Atas perintahnya, semua orang di ruangan itu keluar.

Hanya tinggal dia dan Cao Ting.

“Ah, bocah, ruangan ini kedap suara sangat bagus, kamu bisa bicara bebas tentang trik curangmu supaya aku juga bisa belajar,” kata An Yongjun dengan santai duduk di kursi, tidak takut Cao Ting tiba-tiba menyerang.

“Tuan An, aku harus jelaskan, aku bersumpah dengan kepribadianku, aku sama sekali tidak curang,” kata Cao Ting sambil membuka tangan, tersenyum pasrah menjelaskan.

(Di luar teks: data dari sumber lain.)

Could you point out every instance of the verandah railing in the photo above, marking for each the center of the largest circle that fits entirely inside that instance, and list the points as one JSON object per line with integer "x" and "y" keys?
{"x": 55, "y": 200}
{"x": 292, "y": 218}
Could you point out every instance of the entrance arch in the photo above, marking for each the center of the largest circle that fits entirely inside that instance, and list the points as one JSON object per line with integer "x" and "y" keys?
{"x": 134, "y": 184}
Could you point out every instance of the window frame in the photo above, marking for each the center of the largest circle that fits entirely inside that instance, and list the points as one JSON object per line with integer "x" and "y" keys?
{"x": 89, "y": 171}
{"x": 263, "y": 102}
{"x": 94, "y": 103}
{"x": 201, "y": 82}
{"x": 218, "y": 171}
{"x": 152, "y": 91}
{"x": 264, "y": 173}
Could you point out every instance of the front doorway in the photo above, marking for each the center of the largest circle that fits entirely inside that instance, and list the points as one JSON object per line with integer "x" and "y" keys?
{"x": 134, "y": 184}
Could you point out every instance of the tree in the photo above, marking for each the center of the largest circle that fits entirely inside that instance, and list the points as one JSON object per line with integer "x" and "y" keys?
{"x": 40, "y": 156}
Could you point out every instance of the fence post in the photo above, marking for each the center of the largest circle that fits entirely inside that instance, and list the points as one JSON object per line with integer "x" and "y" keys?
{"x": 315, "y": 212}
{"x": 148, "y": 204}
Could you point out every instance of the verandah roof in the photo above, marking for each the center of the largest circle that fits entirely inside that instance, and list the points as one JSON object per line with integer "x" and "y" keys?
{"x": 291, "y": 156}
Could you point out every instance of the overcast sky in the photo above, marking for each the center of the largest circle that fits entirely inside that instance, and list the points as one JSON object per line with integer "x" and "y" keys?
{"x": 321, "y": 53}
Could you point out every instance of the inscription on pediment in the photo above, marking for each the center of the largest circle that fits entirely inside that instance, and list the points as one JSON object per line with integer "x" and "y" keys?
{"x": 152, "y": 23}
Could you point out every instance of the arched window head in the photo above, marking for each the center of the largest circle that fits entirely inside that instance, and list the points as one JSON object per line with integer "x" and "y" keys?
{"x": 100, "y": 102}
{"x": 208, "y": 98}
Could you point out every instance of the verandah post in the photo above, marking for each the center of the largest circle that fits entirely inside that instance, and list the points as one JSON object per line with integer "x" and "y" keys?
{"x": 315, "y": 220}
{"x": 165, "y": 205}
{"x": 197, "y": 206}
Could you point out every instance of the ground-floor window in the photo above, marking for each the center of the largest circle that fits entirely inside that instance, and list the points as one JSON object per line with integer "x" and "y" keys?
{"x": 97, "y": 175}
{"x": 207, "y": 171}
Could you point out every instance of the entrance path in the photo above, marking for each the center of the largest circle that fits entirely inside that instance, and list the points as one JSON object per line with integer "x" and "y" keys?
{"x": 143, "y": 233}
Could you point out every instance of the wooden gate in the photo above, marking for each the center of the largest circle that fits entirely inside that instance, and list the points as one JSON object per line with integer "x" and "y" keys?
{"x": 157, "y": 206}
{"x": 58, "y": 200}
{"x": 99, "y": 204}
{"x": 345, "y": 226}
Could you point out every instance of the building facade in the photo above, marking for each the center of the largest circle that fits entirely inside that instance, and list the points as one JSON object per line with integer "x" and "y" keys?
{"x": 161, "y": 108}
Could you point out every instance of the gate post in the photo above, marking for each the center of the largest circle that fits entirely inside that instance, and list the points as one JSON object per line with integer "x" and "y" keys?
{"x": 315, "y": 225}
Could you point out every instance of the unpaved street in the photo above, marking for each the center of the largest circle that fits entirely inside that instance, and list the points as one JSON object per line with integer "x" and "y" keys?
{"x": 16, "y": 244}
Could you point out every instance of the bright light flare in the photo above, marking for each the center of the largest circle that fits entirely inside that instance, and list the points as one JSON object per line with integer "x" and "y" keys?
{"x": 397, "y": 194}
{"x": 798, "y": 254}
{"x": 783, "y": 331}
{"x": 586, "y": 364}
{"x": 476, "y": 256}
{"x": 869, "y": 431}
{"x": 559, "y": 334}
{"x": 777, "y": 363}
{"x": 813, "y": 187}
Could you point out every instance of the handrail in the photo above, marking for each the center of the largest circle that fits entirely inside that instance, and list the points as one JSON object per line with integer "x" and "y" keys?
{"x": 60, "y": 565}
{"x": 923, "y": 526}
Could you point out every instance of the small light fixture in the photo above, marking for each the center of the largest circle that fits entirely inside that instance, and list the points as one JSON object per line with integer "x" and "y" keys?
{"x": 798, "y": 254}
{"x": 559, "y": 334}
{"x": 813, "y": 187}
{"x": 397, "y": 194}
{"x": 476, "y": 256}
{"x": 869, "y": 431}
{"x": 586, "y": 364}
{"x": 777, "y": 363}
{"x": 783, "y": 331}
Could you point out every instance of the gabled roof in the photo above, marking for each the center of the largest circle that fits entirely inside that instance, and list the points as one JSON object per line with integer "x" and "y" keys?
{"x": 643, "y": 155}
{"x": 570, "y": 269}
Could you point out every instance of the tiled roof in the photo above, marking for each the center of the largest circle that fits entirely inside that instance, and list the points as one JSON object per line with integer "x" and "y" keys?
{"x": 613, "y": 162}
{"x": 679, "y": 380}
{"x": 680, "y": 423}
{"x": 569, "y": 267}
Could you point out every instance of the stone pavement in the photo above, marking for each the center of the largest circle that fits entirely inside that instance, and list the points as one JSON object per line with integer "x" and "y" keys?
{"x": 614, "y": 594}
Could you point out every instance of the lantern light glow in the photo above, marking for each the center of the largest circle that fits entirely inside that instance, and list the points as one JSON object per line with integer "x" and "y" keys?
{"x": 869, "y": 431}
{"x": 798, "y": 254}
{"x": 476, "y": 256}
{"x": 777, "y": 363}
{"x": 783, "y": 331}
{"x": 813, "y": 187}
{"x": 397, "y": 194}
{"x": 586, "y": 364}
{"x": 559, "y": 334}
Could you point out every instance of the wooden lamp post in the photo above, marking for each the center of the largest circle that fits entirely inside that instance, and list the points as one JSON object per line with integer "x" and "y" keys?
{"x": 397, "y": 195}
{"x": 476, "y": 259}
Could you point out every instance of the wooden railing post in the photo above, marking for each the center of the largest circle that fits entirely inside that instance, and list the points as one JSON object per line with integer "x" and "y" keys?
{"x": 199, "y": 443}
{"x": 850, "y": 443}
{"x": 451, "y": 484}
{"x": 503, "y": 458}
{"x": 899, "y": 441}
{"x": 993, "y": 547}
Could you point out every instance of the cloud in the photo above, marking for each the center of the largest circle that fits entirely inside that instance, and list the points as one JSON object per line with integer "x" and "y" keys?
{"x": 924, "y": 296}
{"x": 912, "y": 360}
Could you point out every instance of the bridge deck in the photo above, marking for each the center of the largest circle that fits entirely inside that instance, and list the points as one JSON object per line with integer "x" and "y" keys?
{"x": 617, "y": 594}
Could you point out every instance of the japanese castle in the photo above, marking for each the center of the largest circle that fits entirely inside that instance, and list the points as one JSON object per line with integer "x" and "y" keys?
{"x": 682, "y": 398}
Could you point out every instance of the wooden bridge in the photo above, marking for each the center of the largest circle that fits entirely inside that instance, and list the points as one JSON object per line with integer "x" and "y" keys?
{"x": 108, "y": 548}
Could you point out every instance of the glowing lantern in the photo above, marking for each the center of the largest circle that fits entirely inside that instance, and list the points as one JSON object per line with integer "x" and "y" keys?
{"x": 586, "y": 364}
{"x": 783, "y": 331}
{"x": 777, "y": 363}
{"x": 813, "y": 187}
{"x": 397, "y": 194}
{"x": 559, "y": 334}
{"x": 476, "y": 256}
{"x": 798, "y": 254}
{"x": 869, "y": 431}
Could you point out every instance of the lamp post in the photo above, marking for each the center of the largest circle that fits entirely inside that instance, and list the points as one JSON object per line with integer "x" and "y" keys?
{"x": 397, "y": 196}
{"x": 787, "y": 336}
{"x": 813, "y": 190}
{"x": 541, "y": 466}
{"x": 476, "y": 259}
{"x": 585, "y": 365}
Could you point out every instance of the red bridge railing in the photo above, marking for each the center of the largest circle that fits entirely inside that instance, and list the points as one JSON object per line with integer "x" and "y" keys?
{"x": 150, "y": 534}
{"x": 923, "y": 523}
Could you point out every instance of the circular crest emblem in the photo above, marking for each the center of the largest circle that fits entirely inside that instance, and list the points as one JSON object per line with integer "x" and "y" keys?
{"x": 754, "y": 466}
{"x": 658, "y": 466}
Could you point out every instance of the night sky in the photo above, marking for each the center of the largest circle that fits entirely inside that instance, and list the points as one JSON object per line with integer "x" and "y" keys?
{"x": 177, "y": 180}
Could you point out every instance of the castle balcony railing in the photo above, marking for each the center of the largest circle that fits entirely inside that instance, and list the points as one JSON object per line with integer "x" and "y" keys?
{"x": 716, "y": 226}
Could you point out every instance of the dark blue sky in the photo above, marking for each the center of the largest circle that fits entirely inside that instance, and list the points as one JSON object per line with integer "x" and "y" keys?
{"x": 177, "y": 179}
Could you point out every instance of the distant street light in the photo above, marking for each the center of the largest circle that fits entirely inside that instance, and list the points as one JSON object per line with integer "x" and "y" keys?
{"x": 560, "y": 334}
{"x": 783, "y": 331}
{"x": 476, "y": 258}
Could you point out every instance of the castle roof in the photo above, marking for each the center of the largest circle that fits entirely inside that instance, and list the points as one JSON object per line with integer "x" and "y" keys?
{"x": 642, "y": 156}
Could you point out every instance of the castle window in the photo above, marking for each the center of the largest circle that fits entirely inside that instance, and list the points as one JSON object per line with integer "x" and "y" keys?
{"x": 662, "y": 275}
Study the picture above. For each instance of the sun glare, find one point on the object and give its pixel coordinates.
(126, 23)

Ini membuat An Yongjun marah, “Ah, bocah, kamu sedang mempermainkanku?”

“Jangan marah, Tuan An, aku tidak perlu curang karena aku bisa melihat kartu kalian sendiri,” kata Cao Ting sambil menunjuk matanya, lalu menunjuk An Yongjun yang berkalung rantai emas.

“Ah, kamu...” An Yongjun berdiri dengan cepat, bertekad menunjukkan siapa dia pada pemuda di depannya.

“Tapi kamu punya bekas luka pisau sepanjang tiga sentimeter di perut kiri bawah,” kata Cao Ting sambil menunjuk perut An Yongjun.